LHC? Of course we’ve heard of the LHC!

Well, more or less. After its first outing in Meyrin (see last Bulletin issue), our street poll hits the streets of Divonne-les-Bains and the corridors of the University of Geneva. While many have heard of the LHC, the raison d’être of this "scientific whatsit" often remains a mystery.

On first questioning, the "man-in-the-street" always pleads ignorance. "Lausanne Hockey Club?" The acronym LHC is not yet imprinted on people’s minds. "Erm, Left-Handed thingamajig?" But as soon as we mention the word "CERN", the accelerator pops straight into people’s minds. Variously referred to as "the circle" or "the ring", it makes you wonder whether people would have been so aware of the LHC if it had been shaped like a square.

Size is another thing people remember: "It’s the world’s biggest. Up to now…"

As for its purpose, well that’s another kettle of fish. "Weird stuff!" Everyone seems to know it has something to do with science. And here, it’s the students who seem best informed - even those doing literary studies. Many are familiar with the term "particle accelerator" and know there are collisions involved. "It’s to find the Higgs boson," one ventures. "It’s to make mini-big bangs," suggests another. "To find new laws of physics", "To better understand the creation of the world".

In addition to the information circulated by the media, many of these young people learned about CERN and the LHC thanks to the "Accelerating Science" exhibition held in Geneva for the University’s 450th anniversary, the aim of which was to explain CERN’s work to the general public. Back in Divonne-les-Bains, a couple expressed interest but was sorry about how little information was available on the LHC’s goals. According to them, ignorance about what goes on in the tunnels can risk fuelling the fear the LHC sometimes arouses. This is especially true as words like "antimatter" and "black holes" are currently on everyone’s lips without being necessarily understood. "You never know what might happen, so it’s a bit worrying. Nuclear science started out with good intentions but we’ve seen where it can lead. It can be dangerous."

No-one asked the question: "Could the LHC have military applications?" Even so, ideas about the possible benefits of the LHC remain vague. But people are generally quite positive: "There must be some benefit, given all the money they spend on it." "Perhaps they’ll discover a parallel universe," one lady surmised.
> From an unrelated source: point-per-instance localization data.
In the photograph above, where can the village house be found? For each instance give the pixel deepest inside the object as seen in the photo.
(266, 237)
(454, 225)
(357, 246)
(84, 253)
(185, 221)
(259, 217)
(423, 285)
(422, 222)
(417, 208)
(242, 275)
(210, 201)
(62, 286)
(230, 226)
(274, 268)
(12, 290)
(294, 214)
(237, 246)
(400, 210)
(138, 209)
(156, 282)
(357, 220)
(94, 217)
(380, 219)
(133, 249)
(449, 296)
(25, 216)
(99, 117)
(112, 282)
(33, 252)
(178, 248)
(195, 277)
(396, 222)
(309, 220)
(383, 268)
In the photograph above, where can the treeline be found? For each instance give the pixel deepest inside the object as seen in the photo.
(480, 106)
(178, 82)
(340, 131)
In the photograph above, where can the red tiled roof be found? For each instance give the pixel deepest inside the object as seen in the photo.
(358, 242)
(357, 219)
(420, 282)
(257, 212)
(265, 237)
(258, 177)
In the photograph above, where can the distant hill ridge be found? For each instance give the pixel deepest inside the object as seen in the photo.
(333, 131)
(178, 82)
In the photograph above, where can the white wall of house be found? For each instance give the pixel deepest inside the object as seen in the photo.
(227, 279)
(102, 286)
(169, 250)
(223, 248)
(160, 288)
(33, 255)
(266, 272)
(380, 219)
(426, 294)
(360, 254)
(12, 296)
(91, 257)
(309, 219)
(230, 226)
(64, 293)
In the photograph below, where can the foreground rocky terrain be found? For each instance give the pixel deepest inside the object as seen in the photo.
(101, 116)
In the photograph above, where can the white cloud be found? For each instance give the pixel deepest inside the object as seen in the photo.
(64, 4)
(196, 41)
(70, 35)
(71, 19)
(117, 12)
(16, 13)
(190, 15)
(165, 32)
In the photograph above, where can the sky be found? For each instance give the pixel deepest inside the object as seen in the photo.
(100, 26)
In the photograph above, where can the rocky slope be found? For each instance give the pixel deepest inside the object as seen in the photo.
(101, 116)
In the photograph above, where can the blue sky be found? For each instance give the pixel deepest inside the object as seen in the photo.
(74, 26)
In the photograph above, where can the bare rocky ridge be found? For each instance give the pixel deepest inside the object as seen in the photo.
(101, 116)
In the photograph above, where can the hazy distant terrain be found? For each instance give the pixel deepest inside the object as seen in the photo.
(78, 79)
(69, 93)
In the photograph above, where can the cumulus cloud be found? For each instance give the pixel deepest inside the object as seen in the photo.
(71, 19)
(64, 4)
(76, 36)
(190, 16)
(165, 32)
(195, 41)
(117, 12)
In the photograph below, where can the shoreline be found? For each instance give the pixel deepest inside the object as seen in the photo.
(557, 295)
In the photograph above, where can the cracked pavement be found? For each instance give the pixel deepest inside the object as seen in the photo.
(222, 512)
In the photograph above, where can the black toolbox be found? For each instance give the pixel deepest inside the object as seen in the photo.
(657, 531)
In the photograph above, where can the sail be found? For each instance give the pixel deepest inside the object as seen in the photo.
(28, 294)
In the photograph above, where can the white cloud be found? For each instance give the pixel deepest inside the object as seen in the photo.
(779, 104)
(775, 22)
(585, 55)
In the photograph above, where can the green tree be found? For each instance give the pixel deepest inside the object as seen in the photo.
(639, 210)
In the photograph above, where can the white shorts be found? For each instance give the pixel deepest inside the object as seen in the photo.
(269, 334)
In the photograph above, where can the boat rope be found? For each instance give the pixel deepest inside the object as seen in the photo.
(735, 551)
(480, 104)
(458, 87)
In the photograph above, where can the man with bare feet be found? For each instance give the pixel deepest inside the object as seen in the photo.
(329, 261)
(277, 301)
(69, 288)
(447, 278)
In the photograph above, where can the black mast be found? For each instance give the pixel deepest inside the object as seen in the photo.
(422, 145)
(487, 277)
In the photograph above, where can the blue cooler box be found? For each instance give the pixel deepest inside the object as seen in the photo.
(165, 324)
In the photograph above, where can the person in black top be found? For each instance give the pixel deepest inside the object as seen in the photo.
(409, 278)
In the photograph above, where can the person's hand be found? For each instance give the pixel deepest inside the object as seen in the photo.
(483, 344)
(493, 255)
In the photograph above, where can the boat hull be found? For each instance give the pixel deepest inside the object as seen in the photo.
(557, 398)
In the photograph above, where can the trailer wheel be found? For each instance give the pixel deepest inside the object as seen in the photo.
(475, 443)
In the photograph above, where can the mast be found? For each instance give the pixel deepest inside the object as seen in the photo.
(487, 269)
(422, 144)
Back in Geneva, one of the students was regrettably convinced that CERN’s research would not change anything in everyday life. But when reminded of examples like the Worldwide Web or medical applications, he did recall having seen these at "Accelerating Science".

So although, on balance, fundamental research is viewed favourably, people are generally not very familiar with its applications. So it’s a good thing that, for some, knowledge alone constitutes a benefit.